Flash and JavaScript are required for this feature.

Download the video from iTunes U or the Internet Archive.

**Topics covered:** Molecular dynamics

**Instructor/speaker: **Greg Pintilie

Project: Molecular Dynamics

## Related Resources

(PDF)

The following content is provided under a Creative Commons license. Your support will help MIT OpenCourseWare continue to offer high quality educational resources for free. To make a donation or view additional materials from hundreds of MIT courses, visit MIT OpenCourseWare at ocw.mit.edu.

PROFESSOR: Greg was not here yesterday. He was away. And so this is work he's largely done on his own again. He's done a molecular dynamics simulator. So he's going to tell us a little bit about that, and then after that we'll do course evaluations, hand out some awards, have some cake, and then after that some pizza, and then play same PlayStation 3s. All yours.

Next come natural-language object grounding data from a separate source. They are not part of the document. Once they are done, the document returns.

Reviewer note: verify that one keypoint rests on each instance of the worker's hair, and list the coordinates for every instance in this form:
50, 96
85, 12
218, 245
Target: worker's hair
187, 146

GREG PINTILIE: OK, so I'll talk about the make general molecular dynamics algorithm and then parallelization approaches. So molecular dynamics is based on a potential energy function, which includes two terms, bonded terms and non-bonded terms. And bonded terms are split up into three sub terms. So don't confuse bonded with-- actually, don't think that these are non-bonded. These are actually all sort of grouped as bonded.

I know it's a little bit confusing, but right now I'm dealing just with the sort of bonded terms. And what that means is that it deals with atoms that are connected together covalently. So for example, the bonds term reflects some energy due to a displacement between two atoms, which are certain distance apart. There is an equilibrium distance that they like to stay at, and if they vary from that distance the potential increases as a squared of that separation distance.

The angles term represents, basically, the deviation from an equilibrium angle between three atoms. So if you imagine these three nodes as three atoms, if this angle varies away from a certain equilibrium theta or angle, then the potential energy is also a quadratic term, which tends to bring the three atoms to have a certain equilibrium angle.

And then, finally, the dihedral and improper term is probably one of the more complicated ones. The improper term basically deals with four atoms. So if you imagine this is one, two, three, and four. These three atoms, if you put two planes through them, the angle that those two planes make to each other is given a certain equilibrium angle again.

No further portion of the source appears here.